#ubuntu-br-sc 2013-09-03
<BangBloom> Tem mercados para todos. Não precisa necessariamente ser lider do segmento. Mas deveríamos ter mais opções.
<BangBloom> RazGriz ta certo, quando se cresce bastante tem que definir novos rumos.
<BangBloom> Og. Maciel, o financiamento coletivo é sobre o publico interessado financiar uma ideia, se não há publico interessado não há projeto
<BangBloom> por isso o formato é de kickstart...
<BangBloom> Isso acabou sendo um teste do mercado
<BangBloom> DuckDuckGo conheci antes de tudo o pato mascote kkk
<BangBloom> Escreva aqui no Freenote
<BangBloom> =/
<BangBloom> vsf
#ubuntu-br-sc 2013-09-04
<Danniel-Lara> ping tiagoscd
<tiagoscd> Danniel-Lara: pong, bom dia :)
<tiagoscd> tudo bem?
<Danniel-Lara> opa blz ?
<Danniel-Lara> tranquilo tiagoscd ?
<tiagoscd> Danniel-Lara: tudo tranquilo!
<Danniel-Lara> tiagoscd : voltei a brincar com o cubieboard
<tiagoscd> Danniel-Lara: massa
#ubuntu-br-sc 2013-09-06
<matheus_carvalho> bom dia a todos
<chouga> Boa tarde a todos!
<matheus_carvalho> boa tarde a todos
<boiko> tiagoscd: um carinha reportou um bug parecido com o teu do lance da data das mensagens: https://bugs.launchpad.net/messaging-app/+bug/1220043
<ubotu-br> Launchpad bug 1220043 in messaging-app "Thread date off by one day" (affected: 1, heat: 6) [Undecided,New]
#ubuntu-br-sc 2013-09-07
<tiagoscd> boiko: aham, o _salem me passou hoje também
<tiagoscd> atualizei o laptop aqui pro saucy
<tiagoscd> assim que terminar o trampo aqui vou focar nisso
<tiagoscd> :)
<tiagoscd> parece que já tem um merge referente também
<tiagoscd> boiko: como foi a viagem de volta, tranquila?
<tiagoscd> brb
<tiagoscd> back :)
<boiko> tiagoscd: longa e cansativa, mas de boa :)
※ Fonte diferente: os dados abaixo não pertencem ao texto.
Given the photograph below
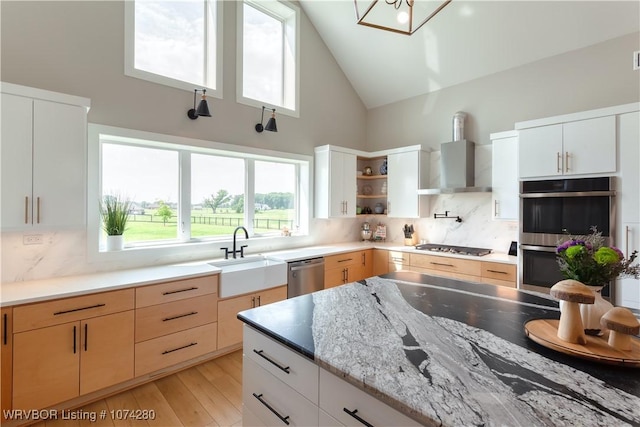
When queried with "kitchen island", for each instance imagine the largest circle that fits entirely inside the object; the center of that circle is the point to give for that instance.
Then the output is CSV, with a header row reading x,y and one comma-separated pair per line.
x,y
448,352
<boiko> bom, hora de me mandar e dormir, falous!
<chouga> Bom dia a todos!
#ubuntu-br-sc 2013-09-08
<Rodrigopvai> ae pessoas
<Rodrigopvai> Boa tarde
<chouga> Boa tarde a todos!
#ubuntu-br-sc 2014-09-03
<Junior_Lindo> aeeee
<Junior_Lindo> Estou usando o Xchat, existe algum melhor?